Mawaddah secara sederhana bermakna cinta, yaitu perasaan yang melahirkan
keinginan untuk membahagiakan diri. Sehingga hatinya akan lapang dada, penuh
harapan, menjauhkan diri dari keinginan buruk dan akan senantiasa menjaga
cintanya baik di kala senang maupun susah/sedih.
Rahmah diterjemahkan sebagai kasih sayang yaitu perasaan yang melahirkan
keinginan untuk membahagiakan pasangannya. Sehingga menyebabkan seseorang akan
berusaha memberikan kebaikan, kekuatan, dan kebahagiaan bagi pasangannya dengan cara yang lembut dan
penuh kesabaran.
Allah menjadikan pasangan hidup setiap manusia supaya merasa tenteram
(sakinah), hal itu bisa terwujud ketika mawaddah dan rahmah menyatu dalam sendi
kehidupan rumah tangga. Tanpa menyatukan semua itu, akan muncul kemungkinan
pasangan suami dan istri hanya peduli pada kebahagiaan dirinya masing-masing
atau memanfaatkan pasangannya demi kebahagiaannya sendiri tanpa peduli pada
kebahagiaan pasangannya.
Setidaknya ada empat prinsip dalam Al-Qur’an yang perlu diperhatikan untuk
mewujudkan keluarga sakinah:
Pertama, Suami dan istri laksana dua sayap burung yang tidak mungkin
terbang tanpa salah satunya, oleh karena itu keduanya harus saling melengkapi,
saling menopang, dan saling kerjasama. Dalam ungkapan Al-Qur’an, suami adalah
pakaian bagi istri dan istri adalah pakaian bagi suami [Q.S Al-Baqarah : 187].

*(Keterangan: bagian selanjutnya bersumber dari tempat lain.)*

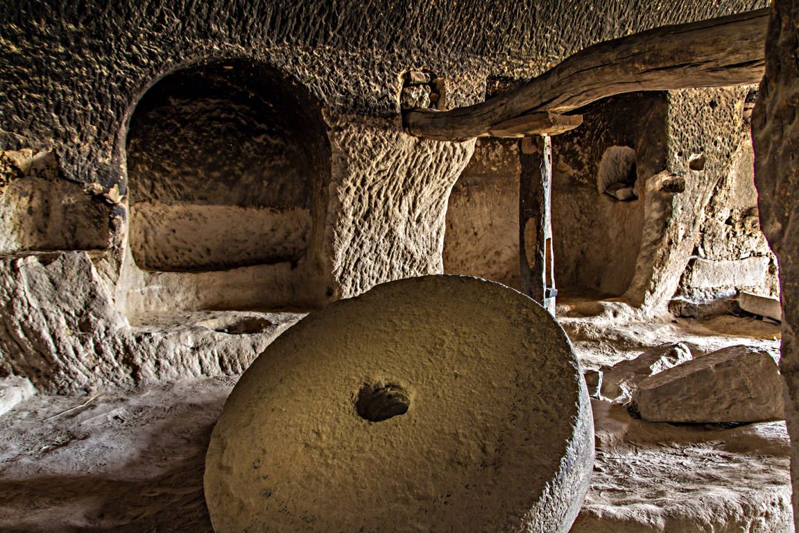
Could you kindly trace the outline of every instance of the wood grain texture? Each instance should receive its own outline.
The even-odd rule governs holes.
[[[487,101],[439,113],[411,111],[407,131],[458,141],[491,134],[530,113],[563,113],[614,94],[757,83],[763,75],[769,10],[666,26],[600,42]],[[546,132],[526,132],[546,133]]]

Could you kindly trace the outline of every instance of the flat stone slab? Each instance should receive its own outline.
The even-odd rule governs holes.
[[[648,377],[633,395],[654,422],[749,423],[784,420],[782,380],[765,350],[731,346]]]
[[[638,357],[613,366],[602,367],[600,368],[602,372],[600,396],[611,401],[626,403],[632,398],[633,392],[641,381],[692,358],[691,351],[686,345],[676,343],[654,348]]]
[[[751,292],[741,292],[738,295],[738,305],[744,311],[761,316],[768,316],[775,320],[782,320],[782,308],[780,305],[780,300],[777,298],[759,296]]]
[[[567,531],[593,467],[562,329],[499,284],[431,276],[312,313],[214,428],[217,533]]]
[[[597,457],[570,533],[794,531],[784,422],[675,426],[591,403]]]

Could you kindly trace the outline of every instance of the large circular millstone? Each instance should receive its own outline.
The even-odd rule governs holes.
[[[430,276],[278,337],[217,424],[205,499],[217,533],[565,533],[593,465],[555,320],[503,285]]]

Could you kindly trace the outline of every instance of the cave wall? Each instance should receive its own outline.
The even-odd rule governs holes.
[[[521,290],[516,140],[478,139],[447,205],[443,270]]]
[[[708,202],[673,302],[673,308],[684,315],[702,314],[703,308],[734,309],[732,300],[741,291],[780,296],[777,257],[760,227],[749,121],[742,126],[741,142]]]
[[[775,0],[765,42],[765,74],[752,115],[761,227],[780,268],[780,373],[791,436],[794,521],[799,519],[799,2]]]
[[[423,70],[443,77],[447,105],[457,107],[480,101],[489,77],[527,78],[599,41],[764,5],[763,0],[642,6],[604,0],[564,10],[557,0],[474,0],[440,8],[382,0],[368,6],[317,0],[291,6],[244,0],[26,0],[2,10],[0,224],[9,232],[2,251],[15,255],[2,263],[0,272],[7,296],[2,300],[4,320],[10,324],[7,335],[0,335],[2,372],[30,376],[40,390],[69,392],[70,384],[74,380],[78,388],[81,380],[70,370],[71,356],[60,352],[90,360],[91,353],[103,349],[109,351],[102,357],[117,355],[108,356],[107,365],[97,365],[96,371],[87,366],[86,380],[127,386],[234,372],[231,368],[240,368],[247,358],[236,364],[210,362],[210,344],[203,344],[198,359],[176,356],[180,361],[141,348],[140,342],[125,344],[125,336],[133,335],[129,318],[170,310],[322,305],[381,281],[441,271],[447,197],[474,143],[422,141],[403,133],[399,95],[404,73]],[[321,161],[329,165],[329,175],[311,177],[311,198],[305,185],[293,181],[287,185],[285,191],[293,191],[287,194],[297,202],[296,208],[288,209],[302,214],[296,232],[284,232],[284,239],[271,243],[256,226],[280,217],[277,212],[284,207],[280,194],[241,205],[246,202],[235,197],[235,191],[222,188],[223,193],[217,186],[228,183],[225,173],[214,175],[199,153],[181,155],[192,165],[202,163],[204,175],[212,178],[189,187],[195,195],[191,198],[164,190],[157,191],[157,198],[141,196],[142,189],[153,193],[158,187],[146,178],[135,181],[136,173],[155,168],[169,152],[168,145],[140,149],[143,145],[137,144],[143,139],[137,141],[136,132],[144,115],[137,117],[136,112],[146,109],[148,92],[176,72],[225,61],[235,62],[234,71],[237,65],[258,64],[276,78],[291,80],[297,93],[318,105],[320,127],[330,147],[328,161]],[[242,110],[244,100],[239,104]],[[189,106],[181,113],[197,123],[199,111]],[[253,129],[259,121],[253,119]],[[153,119],[150,126],[158,121]],[[166,126],[169,120],[162,121]],[[153,130],[144,137],[152,141],[153,134],[157,137]],[[197,135],[196,144],[225,153],[213,135]],[[131,146],[134,155],[146,153],[151,161],[129,161]],[[178,153],[174,155],[177,161]],[[50,166],[43,173],[39,163],[30,162],[45,160]],[[249,171],[248,165],[237,168],[244,174]],[[184,169],[158,172],[175,177]],[[137,189],[135,183],[144,186]],[[206,201],[198,192],[203,190],[220,203],[201,205]],[[252,188],[248,198],[250,192]],[[214,214],[200,217],[200,209]],[[253,215],[259,210],[264,217],[245,217],[240,209],[251,209],[247,213]],[[248,238],[263,237],[265,245],[262,249],[237,249],[230,233],[187,228],[189,217],[206,228],[213,227],[211,219],[237,220],[230,225],[248,232]],[[193,232],[195,242],[158,239],[159,245],[169,245],[168,252],[144,245],[152,241],[147,232],[158,234],[165,229]],[[196,242],[200,237],[221,248],[204,250]],[[66,255],[40,253],[50,249]],[[74,284],[59,278],[74,276],[68,264],[82,268],[80,279],[86,290],[105,299],[95,306],[103,310],[101,317],[84,320],[70,307],[82,304],[70,296],[70,291],[78,289]],[[86,270],[89,265],[92,269]],[[63,303],[49,310],[54,314],[46,320],[26,314],[25,306],[16,303],[27,297],[26,280],[39,278],[50,280],[52,287],[50,296],[41,296],[41,301]],[[106,313],[109,309],[113,311]],[[48,324],[61,325],[53,329]],[[104,325],[108,324],[112,325]],[[178,343],[177,337],[167,341],[165,334],[153,335],[160,340],[153,342],[161,346],[157,353],[169,352],[170,343]],[[56,337],[61,344],[53,340]],[[193,342],[181,346],[199,346]],[[100,345],[116,348],[96,348]],[[177,344],[173,348],[176,354],[191,353]],[[72,377],[47,377],[57,375]]]
[[[646,191],[621,201],[598,189],[615,147],[634,153],[639,184],[666,166],[666,93],[631,93],[580,109],[583,124],[552,138],[552,233],[559,292],[618,296],[630,286],[641,248]],[[640,189],[641,190],[638,190]]]

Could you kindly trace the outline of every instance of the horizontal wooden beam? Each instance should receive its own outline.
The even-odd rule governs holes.
[[[503,130],[500,125],[521,115],[563,113],[621,93],[757,83],[769,14],[765,8],[600,42],[484,102],[409,111],[405,127],[412,135],[459,141]]]
[[[557,135],[582,124],[582,115],[559,115],[544,111],[503,121],[488,128],[491,137]]]

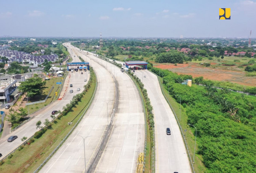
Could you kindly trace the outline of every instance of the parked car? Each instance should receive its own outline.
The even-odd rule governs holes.
[[[166,134],[171,134],[171,130],[170,130],[170,128],[166,128]]]
[[[15,139],[18,138],[18,136],[11,136],[7,140],[8,142],[13,142]]]
[[[8,109],[9,108],[10,108],[10,107],[11,107],[11,106],[10,106],[9,105],[6,105],[6,106],[5,106],[5,109]]]
[[[57,113],[58,113],[58,111],[54,111],[52,112],[52,115],[55,115]]]

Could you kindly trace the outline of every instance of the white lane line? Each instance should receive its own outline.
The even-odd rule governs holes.
[[[113,151],[113,153],[112,153],[112,156],[113,156],[113,155],[114,154],[114,153],[115,153],[115,149],[116,149],[116,148],[114,148],[114,151]]]
[[[69,159],[70,158],[70,157],[71,157],[71,156],[69,156],[69,158],[68,159],[68,160],[67,160],[67,161],[66,161],[66,162],[65,162],[65,164],[66,164],[67,163],[67,162],[68,162],[68,161],[69,161]]]
[[[80,143],[81,143],[81,142],[82,142],[82,141],[83,141],[83,140],[81,140],[81,141],[80,141],[79,143],[78,144],[78,145],[80,145]]]
[[[123,156],[125,155],[125,148],[124,150],[124,153],[123,154]]]
[[[90,140],[89,140],[89,142],[87,143],[87,145],[88,145],[88,144],[89,144],[89,143],[90,142],[90,140],[91,140],[91,139],[90,139]]]
[[[77,162],[79,160],[79,159],[80,159],[80,157],[81,157],[81,156],[79,156],[79,158],[77,159],[77,160],[76,161],[76,162],[75,162],[75,164],[76,164],[76,163],[77,163]]]

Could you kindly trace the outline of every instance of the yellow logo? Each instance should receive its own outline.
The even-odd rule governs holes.
[[[219,9],[219,19],[230,19],[230,8],[222,8]]]

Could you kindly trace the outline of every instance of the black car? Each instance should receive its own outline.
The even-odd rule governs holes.
[[[8,139],[7,141],[8,142],[12,142],[17,138],[18,138],[18,136],[11,136]]]
[[[57,113],[58,113],[58,111],[54,111],[52,112],[52,115],[55,115]]]
[[[166,134],[171,134],[171,130],[170,130],[170,128],[166,128]]]

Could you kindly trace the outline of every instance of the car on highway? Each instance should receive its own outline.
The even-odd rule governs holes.
[[[7,141],[8,142],[13,142],[15,139],[18,138],[18,136],[11,136],[8,139]]]
[[[168,135],[171,134],[171,130],[170,128],[166,128],[166,134]]]
[[[58,111],[54,111],[52,112],[52,115],[55,115],[57,113],[58,113]]]

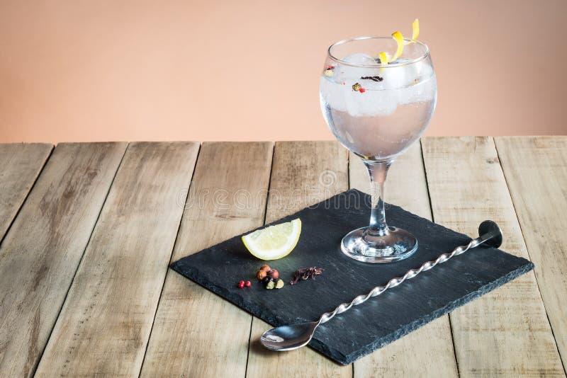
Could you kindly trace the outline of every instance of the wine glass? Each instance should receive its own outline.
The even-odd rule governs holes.
[[[382,63],[380,52],[395,52],[391,37],[359,37],[329,47],[320,98],[335,137],[364,163],[370,176],[370,224],[347,234],[341,250],[367,263],[407,258],[417,249],[410,232],[386,222],[384,183],[390,166],[430,123],[437,98],[429,48],[405,39],[402,55]],[[381,55],[383,57],[384,55]]]

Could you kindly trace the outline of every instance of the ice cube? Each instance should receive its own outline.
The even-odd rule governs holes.
[[[388,115],[398,108],[395,94],[390,91],[352,91],[345,98],[347,111],[353,117]]]
[[[363,76],[372,76],[378,74],[378,63],[376,59],[367,54],[353,54],[348,55],[342,59],[344,62],[357,66],[370,67],[354,67],[349,64],[339,63],[335,68],[333,78],[338,83],[345,83],[352,85],[359,82]],[[376,66],[373,68],[371,66]]]
[[[321,76],[320,86],[321,106],[328,105],[335,110],[347,111],[344,98],[349,94],[349,91],[352,91],[351,87],[337,83],[325,76]]]

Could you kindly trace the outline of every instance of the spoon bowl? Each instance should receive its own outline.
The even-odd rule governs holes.
[[[272,350],[293,350],[306,345],[313,337],[319,321],[307,321],[293,326],[269,329],[260,337],[262,344]]]

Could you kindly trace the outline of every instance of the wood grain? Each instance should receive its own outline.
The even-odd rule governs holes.
[[[492,139],[425,138],[422,147],[435,222],[476,236],[491,219],[502,249],[527,258]],[[461,377],[564,375],[532,272],[450,316]]]
[[[203,143],[173,260],[262,226],[273,144]],[[142,377],[243,377],[252,316],[173,270]]]
[[[347,166],[348,152],[335,142],[276,143],[266,222],[277,220],[348,189]],[[247,377],[352,375],[350,366],[340,366],[308,348],[285,353],[264,349],[259,338],[270,328],[254,318]]]
[[[0,371],[33,374],[124,154],[60,144],[0,248]]]
[[[369,193],[368,172],[362,161],[351,154],[349,161],[351,188]],[[396,159],[388,176],[386,202],[431,219],[420,143]],[[355,377],[457,376],[448,315],[354,362]]]
[[[36,376],[139,374],[198,151],[128,146]]]
[[[44,143],[0,144],[0,241],[52,149]]]
[[[567,137],[498,137],[495,142],[567,368]]]

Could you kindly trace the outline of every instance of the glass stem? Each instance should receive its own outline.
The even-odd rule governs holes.
[[[372,214],[370,216],[370,226],[366,234],[372,236],[383,236],[388,233],[386,223],[384,208],[384,183],[388,176],[388,170],[393,160],[388,161],[364,161],[370,176],[370,190],[372,195]]]

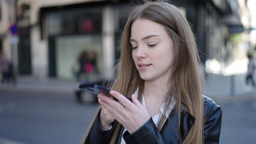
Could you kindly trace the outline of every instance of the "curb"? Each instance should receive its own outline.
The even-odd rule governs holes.
[[[26,144],[25,143],[19,142],[17,141],[14,141],[3,137],[0,137],[0,143],[1,144]]]
[[[255,94],[248,94],[234,96],[225,96],[222,98],[212,97],[212,98],[218,103],[234,103],[256,100]]]

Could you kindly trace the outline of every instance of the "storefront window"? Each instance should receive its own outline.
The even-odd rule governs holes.
[[[88,7],[48,15],[50,76],[79,81],[101,77],[102,11]]]

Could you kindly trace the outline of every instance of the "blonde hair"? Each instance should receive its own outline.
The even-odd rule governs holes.
[[[195,123],[183,143],[203,143],[203,104],[198,67],[200,59],[191,28],[174,5],[164,1],[146,2],[136,6],[130,14],[121,37],[118,63],[121,68],[112,89],[130,97],[139,88],[138,99],[141,100],[144,81],[139,77],[134,64],[130,43],[131,26],[138,19],[146,19],[162,25],[172,38],[174,57],[171,65],[169,92],[165,98],[167,104],[165,109],[170,104],[170,95],[173,95],[176,100],[175,110],[179,118],[180,112],[184,110],[195,117]],[[159,131],[164,121],[163,117],[160,118],[157,127]],[[121,124],[117,122],[110,143],[118,140],[121,128]],[[177,130],[179,131],[178,130]]]

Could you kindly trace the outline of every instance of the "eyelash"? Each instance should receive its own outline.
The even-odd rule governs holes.
[[[154,47],[156,44],[157,44],[157,43],[156,43],[156,44],[148,44],[148,47]],[[132,47],[132,49],[136,49],[136,48],[137,48],[137,47],[138,47],[138,46],[136,46],[136,47]]]
[[[156,44],[148,44],[148,46],[149,46],[149,47],[154,47],[156,44],[157,44],[157,43]]]

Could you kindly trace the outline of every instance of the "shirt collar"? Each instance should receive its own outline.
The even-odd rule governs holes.
[[[136,98],[138,98],[138,89],[137,89],[137,90],[135,91],[135,92],[134,94]],[[142,95],[142,98],[141,101],[142,101],[141,104],[142,104],[143,107],[144,107],[145,109],[147,109],[146,108],[146,104],[145,103],[144,97],[143,95]],[[165,114],[163,114],[163,113],[164,113],[164,109],[165,109],[166,103],[165,103],[160,107],[160,112],[161,115],[165,115],[165,118],[167,118],[169,116],[169,114],[171,113],[171,112],[172,110],[173,107],[174,107],[175,103],[176,103],[176,101],[174,100],[174,97],[172,96],[171,99],[171,103],[169,105],[169,107],[167,107],[166,112]]]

Kedua, Perkawinan adalah ikatan yang kokoh “Mitsaqan Ghalizhan” [Q.S
An-Nisa : 21] sehingga harus bisa menyangga seluruh sendi-sendi kehidupan rumah
tangga. Kedua pihak diharapkan menjaga ikatan ini dengan segala upaya yang
dimiliki. Tidak bisa yang satu menjaga dengan erat sementara yang lainnya
melemahkannya.
Ketiga, Perkawinan harus dipelihara melalui sikap dan perilaku saling
berbuat baik “Mu’asyarah bil Ma’ruf” [Q.S An-Nisa : 19] Seorang suami harus
selalu berpikir, berupaya, dan melakukan segala yang terbaik untuk istri.
Begitupun sang istri berbuat hal yang sama kepada suaminya.
Keempat, Perkawinan mesti dikelola dengan musyawarah [Q.S Al-Baqarah : 23].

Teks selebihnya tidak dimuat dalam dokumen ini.